International summit urges UN to take tougher action against Iran

An international summit of activists and political
leaders on Friday called on the UN to get tough on Iran’s “murderous,
terrorist” government by implementing stronger sanctions against the regime in
Tehran.
More than 100,000 people from Europe, the US and
Iran took part in the online Transatlantic Summit to Support a Free Iran, which
was organized by the National Council of Resistance of Iran (NCRI) and the
People’s Mojahedin Organization of Iran (PMOI).
Among them were Republican and Democratic US
politicians who set aside domestic differences to join the condemnation of the
Iranian regime and demand an end to its campaign of repression.

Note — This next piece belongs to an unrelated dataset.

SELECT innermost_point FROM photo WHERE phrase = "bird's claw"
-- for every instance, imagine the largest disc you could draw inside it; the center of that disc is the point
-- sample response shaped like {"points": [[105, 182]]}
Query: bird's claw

Several speakers highlighted a “new wave of
executions” in Iran stemming from mass protests that began in 2018 and surged
again in November 2019 after the Iranian regime increased the price of
gasoline.
There was an international outcry this week after it
was announced on Sept. 12 that Navid Afkari, an Iranian national wrestling
champion, had been executed. He was arrested during the 2018 protests and
accused of killing a security guard, a charge he denied.
“His only crime was to rise up and fight to
overthrow a regime that has devastated Iran and drenched it in blood while
plundering the nation,” said Maryam Rajavi, the newly elected president of
NCRI, during her opening remarks at the summit.
“The people of Iran had been protesting for weeks
against the death sentence handed down to him by (Iranian Supreme Leader Ali) Khamenei’s
judiciary. The people of Iran, human-rights advocates, freedom lovers and
athletes launched an unprecedented worldwide campaign to stop the inhuman
verdict.
“Today, Navid Afkari lives on in the hearts and
struggle of thousands of resistance units in Iran, (which) will continue to
resist and rise up for freedom and justice.”
The Iranian leadership has a long history of
executing activists who oppose its rule. In 1988, more than 30,000 protesters
were rounded up and put to death. Rajavi said that Iran’s leaders should face
justice for those killings and the murders that followed in the following three
decades.
“The experience of the past 40 years of the clerical
regime’s rule in Iran has shown that it has continued its rule by committing
120,000 executions on political grounds, including the 1988 massacre of 30,000
political prisoners, 90 percent of whom belonged to the PMOI,” she added.
“The regime has been condemned 66 times so far by
the UN General Assembly, as well as in the Human Rights Commission and Council
for its gross human rights violations.”
Iran has spent more than $30 billion to protect the
regime of dictator Bashar Assad in neighboring Syria, Rajavi said, ordering
Iranian militants and their allies deployed there to target and kill American
soldiers and advisers.
With American politics increasingly divided in the
run-up to the presidential election on Nov. 3, there was a rare display of
harmony between Republicans and Democrats.
The long list of speakers included Republicans such
as Trump adviser and former New York mayor Rudy Giuliani, former house speaker
Newt Gingrich, and senators Ted Cruz and Marco Rubio. On the Democratic side,
senators Bob Menendez, Jeanne Shaheen and Kirsten Gillibrand, and former
senator Joe Lieberman all called for tougher and more restrictive sanctions on
Iran.
“Iran is a regime of terror,” Giuliani said during
his live video address. “Every year brings a new year of violations of human
rights, deprivation and terrorism.”
Although most speakers looked to the future, urging
the UN to strengthen its sanctions against Iran, Giuliani took the opportunity
to criticize former President Barack Obama for trying to “appease” Tehran in
2015 by agreeing to give the Iranians $1 billion at the time of the negotiations
for the Joint Comprehensive Plan of Action (JCPOA), the so-called nuclear deal,
under which Iran agreed to give up its research into nuclear weapons.
British MP David Jones said that the (JCPOA) and the
failure to crack down on the Iranian regime had “encouraged them to pursue
terrorism against its critics,” including members of the US Senate and
Giuliani, who has been an outspoken critic of the regime for many years.
Other speakers including former general James Jones,
who served during the Obama administration. He denounced the regime in Tehran
as one that engages in “scandalous, outrageous and unspeakable cruelty to their
own people.”
On Aug. 14, the UN Security Council rejected a
US-led draft resolution calling for an extension of a UN arms embargo on Iran,
which is due to expire in October. Trump is expected to announce this week that
the US will impose its own embargo against Iran, and urge other nations to
follow suit.
Rajavi criticized the UN for failing to act after
the attacks on protesters last fall, or to condemn the execution of Afkari.